Bueno, pues eso. Que es julio todavía, que aún no estoy oficialmente de vacaciones pero, aún así, voy notando cómo la alegría veraniega me ha invadido: que si barbacoa, que si casa rural con amigos, que si ahora visitita express a la capital de Europa la cerveza, que si fin de semana en La Rioja de vinitos… Se me ha ido un poco de madre la cosa. Por muchos motivos. Primero, no pude seguir mi nueva dieta de persona intolerante que come si fuera una modelo de instagram ( batiditos verdes y mucho humus). En serio, es bastante duro no poder tomar cerveza, ni pizza, ni queso de origen desconocido, ni trigo ni naaaaada.

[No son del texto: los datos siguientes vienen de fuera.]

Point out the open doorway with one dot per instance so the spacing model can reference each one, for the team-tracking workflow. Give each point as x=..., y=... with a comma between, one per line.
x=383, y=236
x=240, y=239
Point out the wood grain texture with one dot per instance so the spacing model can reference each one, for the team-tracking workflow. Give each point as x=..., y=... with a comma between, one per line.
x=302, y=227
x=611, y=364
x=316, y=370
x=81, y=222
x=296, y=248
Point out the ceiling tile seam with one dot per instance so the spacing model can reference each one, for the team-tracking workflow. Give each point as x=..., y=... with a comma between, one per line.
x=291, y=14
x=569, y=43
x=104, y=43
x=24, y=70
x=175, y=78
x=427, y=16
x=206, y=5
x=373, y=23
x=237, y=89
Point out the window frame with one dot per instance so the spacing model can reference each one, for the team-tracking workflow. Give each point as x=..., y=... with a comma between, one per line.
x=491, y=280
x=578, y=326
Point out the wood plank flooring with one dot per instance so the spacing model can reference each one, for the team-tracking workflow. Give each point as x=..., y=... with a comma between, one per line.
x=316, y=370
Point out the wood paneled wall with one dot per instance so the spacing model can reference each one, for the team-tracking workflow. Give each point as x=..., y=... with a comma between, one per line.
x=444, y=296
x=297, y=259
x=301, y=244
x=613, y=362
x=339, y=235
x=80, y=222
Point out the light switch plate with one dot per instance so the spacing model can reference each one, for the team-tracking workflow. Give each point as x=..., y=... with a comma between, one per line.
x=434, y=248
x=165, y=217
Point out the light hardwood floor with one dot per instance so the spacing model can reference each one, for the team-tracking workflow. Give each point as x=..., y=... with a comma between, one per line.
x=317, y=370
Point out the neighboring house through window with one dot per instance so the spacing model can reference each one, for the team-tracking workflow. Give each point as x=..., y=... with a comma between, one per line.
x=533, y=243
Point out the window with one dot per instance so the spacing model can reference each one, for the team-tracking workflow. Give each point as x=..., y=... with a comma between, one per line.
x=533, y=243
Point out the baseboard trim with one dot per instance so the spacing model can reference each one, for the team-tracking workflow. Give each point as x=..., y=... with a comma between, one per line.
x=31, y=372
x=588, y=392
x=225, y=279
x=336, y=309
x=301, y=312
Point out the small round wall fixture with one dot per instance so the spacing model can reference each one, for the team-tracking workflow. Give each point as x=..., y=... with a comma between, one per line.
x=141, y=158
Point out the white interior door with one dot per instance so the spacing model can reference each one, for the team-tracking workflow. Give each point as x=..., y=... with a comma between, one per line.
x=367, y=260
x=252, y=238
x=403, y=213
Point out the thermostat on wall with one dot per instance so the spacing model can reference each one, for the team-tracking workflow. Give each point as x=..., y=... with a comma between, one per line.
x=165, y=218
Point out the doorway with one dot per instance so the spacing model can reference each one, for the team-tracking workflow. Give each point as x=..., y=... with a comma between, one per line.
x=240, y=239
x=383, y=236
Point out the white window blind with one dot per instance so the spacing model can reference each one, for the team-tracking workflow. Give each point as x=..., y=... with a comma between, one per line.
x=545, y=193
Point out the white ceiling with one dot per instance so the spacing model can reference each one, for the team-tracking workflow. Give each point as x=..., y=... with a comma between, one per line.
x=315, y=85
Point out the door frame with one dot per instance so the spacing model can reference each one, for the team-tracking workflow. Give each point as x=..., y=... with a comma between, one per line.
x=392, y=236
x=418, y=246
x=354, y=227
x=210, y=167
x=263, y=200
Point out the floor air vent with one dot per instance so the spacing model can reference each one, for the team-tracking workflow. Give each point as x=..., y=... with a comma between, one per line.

Encima con amigos y dando explicaciones constantemente de que no eres una imbécil de la new age culinaria ( en plan Gwyneth en su época paleo), sino que, de verdad, tienes un problema digestivo. Y luego pues ya en general, que aunque te quites muchas cosas que te sientan fatal, si te comes como medio queso de oveja de una sentada pues tampoco es que estés precisamente cuidándote. Tampoco ayuda beber vino a discreción.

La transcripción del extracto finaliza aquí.